"For what I am doing, I do not understand.
For what I will to do, that I do not practice,
but what I hate, that I do." - (Romans 7:15)
This morning I got on the scale fully expecting to have lost some weight after all the prepping and cleansing I had done for yesterday's colonoscopy and discovered, instead, that I have actually gained 1.5 lbs. And why should that surprise me, considering the shameful binge I went on the day before the prep, and then again when I got home from the procedure, rationalizing that I would get back on track today. What was I thinking?
Now I'm sitting here reminiscing, as I write to you, and realizing that all my ailments--without exception--have been a direct result of my own failure to take proper care of this one body I was entrusted with. I have done it to myself, and even worse, to the temple of your Holy Spirit who dwells in me (1 Cor. 6:19). And so, again, for the umpteenth time, I repent, and pray that you would help me stand strong in the face of temptation, and glorify you by being obedient to your Word so you can work through me in ways that a watching world can see.
I thank you for your mercy and grace, for your unconditional love despite my repeated failures, and that I am still special in your sight. I am grateful beyond words for your compassion and that you never, ever give up on me--even when I'm ready to give up on myself.

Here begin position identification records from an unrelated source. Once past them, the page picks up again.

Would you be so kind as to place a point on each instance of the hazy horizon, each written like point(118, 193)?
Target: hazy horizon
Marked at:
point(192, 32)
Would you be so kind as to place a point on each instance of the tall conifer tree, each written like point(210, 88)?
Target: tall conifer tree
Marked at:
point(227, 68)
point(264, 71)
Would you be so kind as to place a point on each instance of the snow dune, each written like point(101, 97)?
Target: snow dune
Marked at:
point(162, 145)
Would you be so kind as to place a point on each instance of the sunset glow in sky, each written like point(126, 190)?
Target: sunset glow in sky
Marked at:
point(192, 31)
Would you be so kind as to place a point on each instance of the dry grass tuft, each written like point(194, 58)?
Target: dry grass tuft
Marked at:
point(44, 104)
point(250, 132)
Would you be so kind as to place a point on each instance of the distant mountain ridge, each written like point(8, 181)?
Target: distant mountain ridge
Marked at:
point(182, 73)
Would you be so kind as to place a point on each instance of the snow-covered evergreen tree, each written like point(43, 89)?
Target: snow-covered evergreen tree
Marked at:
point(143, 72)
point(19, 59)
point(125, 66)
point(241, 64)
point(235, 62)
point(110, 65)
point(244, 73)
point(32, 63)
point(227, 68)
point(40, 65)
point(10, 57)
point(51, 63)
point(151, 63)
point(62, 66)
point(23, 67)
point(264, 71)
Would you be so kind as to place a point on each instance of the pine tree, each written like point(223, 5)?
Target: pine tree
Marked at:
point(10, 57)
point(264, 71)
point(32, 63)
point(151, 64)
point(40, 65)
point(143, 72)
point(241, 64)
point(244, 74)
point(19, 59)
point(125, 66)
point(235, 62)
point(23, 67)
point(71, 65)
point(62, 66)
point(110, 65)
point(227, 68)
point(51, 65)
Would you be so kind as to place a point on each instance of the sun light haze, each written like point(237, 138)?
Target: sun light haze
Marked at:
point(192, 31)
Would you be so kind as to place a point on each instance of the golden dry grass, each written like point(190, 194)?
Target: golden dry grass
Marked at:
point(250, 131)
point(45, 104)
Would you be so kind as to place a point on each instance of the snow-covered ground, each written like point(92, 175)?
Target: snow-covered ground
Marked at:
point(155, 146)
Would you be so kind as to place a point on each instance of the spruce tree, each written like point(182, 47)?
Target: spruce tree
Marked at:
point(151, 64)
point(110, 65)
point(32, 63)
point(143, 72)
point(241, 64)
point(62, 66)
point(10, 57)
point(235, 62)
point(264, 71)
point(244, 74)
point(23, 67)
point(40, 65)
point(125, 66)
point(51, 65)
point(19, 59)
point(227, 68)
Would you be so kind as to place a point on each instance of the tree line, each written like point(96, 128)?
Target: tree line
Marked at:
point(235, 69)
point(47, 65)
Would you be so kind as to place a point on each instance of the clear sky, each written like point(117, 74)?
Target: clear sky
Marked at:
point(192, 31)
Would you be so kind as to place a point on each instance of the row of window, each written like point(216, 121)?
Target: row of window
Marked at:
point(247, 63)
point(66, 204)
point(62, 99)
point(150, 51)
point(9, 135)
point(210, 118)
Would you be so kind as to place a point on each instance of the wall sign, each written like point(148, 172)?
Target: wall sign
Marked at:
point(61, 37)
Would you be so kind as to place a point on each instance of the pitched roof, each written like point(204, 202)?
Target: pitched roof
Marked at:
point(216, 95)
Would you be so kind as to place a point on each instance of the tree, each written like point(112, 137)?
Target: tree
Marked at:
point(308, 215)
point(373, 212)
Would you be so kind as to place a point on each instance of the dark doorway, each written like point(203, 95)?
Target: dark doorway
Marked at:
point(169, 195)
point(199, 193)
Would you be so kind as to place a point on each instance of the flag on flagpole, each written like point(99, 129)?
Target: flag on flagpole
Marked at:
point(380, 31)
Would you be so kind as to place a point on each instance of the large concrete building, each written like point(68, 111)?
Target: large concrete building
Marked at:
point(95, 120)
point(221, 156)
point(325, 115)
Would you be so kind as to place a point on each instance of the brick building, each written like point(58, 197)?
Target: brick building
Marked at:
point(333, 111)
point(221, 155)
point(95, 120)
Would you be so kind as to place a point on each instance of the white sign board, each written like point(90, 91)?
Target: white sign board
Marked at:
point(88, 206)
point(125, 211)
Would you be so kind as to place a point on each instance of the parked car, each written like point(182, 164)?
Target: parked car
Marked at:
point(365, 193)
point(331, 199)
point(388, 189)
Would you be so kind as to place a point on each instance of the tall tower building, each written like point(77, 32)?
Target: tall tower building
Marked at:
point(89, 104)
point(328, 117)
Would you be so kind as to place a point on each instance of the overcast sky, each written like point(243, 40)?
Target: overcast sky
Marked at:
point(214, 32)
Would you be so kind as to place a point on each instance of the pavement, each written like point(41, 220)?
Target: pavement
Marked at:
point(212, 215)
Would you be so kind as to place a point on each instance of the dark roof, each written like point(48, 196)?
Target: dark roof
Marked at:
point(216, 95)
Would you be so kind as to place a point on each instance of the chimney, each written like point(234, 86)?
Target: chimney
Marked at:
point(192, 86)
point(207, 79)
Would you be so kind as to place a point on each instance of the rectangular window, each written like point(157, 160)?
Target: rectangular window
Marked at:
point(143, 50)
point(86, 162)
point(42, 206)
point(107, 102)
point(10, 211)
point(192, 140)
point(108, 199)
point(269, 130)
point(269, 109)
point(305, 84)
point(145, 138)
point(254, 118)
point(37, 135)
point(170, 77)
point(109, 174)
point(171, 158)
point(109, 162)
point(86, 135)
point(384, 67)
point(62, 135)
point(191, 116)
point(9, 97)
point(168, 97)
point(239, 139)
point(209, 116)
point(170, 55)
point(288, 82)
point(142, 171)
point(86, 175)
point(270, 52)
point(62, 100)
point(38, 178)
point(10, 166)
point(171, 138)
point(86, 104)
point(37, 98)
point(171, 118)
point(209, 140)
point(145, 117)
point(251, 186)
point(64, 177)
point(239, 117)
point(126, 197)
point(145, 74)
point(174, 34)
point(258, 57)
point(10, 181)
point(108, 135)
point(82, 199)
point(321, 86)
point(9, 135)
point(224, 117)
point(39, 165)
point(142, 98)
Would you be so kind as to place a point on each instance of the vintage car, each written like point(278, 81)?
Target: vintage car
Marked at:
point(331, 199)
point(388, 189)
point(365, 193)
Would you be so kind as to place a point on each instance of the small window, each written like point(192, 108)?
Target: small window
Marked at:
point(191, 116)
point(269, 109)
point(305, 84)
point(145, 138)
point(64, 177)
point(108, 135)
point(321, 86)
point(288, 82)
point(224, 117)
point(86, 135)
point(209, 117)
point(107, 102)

Sometimes I think I'm getting way too old for this work in progress thing, but I know that's just another lie of the enemy. With You, it is never too late, and we are never too far gone or beyond forgiveness. So once again, I pick myself up, and holding on to the image of that great crowd of witnesses in the heavenlies watching me run my race and cheering me on (Hebrews 12:1), step up to the plate. Please help me to make it this time around. I cannot do it without you.